Personal Learning Networks

The new shape of information


Yesterday Vicki Butler and I attended an online presentation through LMC@The Forefront. The subject –  Personal Learning Networks – was presented by David Warlick, a nationally renowned school technology advocate.  You can read more about it here at the ISTE Technology site.

Here is an excerpt from the link above:

As we work in a time of rapid change, with students who are digital natives, from within a dramatically new information landscape, the best description of the 21st Century teacher is Master Learner. Participants in this presentation will learn how to utilize a variety of new web-based applications to construct and cultivate personal learning networks.

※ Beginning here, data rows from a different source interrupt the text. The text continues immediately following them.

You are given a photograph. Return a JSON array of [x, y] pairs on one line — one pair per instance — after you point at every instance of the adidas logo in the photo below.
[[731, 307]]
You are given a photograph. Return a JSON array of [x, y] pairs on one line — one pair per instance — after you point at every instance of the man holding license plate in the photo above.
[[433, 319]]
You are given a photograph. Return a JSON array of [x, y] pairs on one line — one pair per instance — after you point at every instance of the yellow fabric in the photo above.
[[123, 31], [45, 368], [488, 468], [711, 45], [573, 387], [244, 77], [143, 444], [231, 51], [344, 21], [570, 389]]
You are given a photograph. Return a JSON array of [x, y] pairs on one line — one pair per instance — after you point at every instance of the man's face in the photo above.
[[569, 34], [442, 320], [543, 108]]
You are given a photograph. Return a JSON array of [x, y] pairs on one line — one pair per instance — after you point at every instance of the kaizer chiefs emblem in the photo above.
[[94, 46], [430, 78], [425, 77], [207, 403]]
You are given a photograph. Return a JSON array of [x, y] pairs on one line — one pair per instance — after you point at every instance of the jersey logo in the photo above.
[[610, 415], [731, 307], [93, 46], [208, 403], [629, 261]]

Educators will learn to attract information from other professional educators, experts in the fields of study, current news and news searches, student perspective, relevant resources from a growing library of web-based digital content, and other content sources to assist them in adapting to this age of change. (diagram from:

I advanced my thinking on a number of fronts after this short presentation.  Learning networks are quite familiar to Librarians but for a long time I have been thinking that the tremendous fragmentation of information has been a negative thing:  something to manage and hard to keep up with.  Now my thinking is shifting from:

Fragmentation  ——>   Networking

David talked about these shifts as well:

Classroom Learning —–>  Network Learning

Institutional Learning —–> Independent Learning

Learning Literacy —–>  Learning Lifestyle

It’s given me a lot to think about. Personal Learning Networks are more convenient to build in a networked environment. What I think is very new is the fact that “conversations” too have become information artifacts and I am still trying to get my head around the implications of that.  Information and communications are converging in strange new ways. Now that we have the tools to train these conversations to find us (as in RSS, iGoogle pages etc.) they become more managable.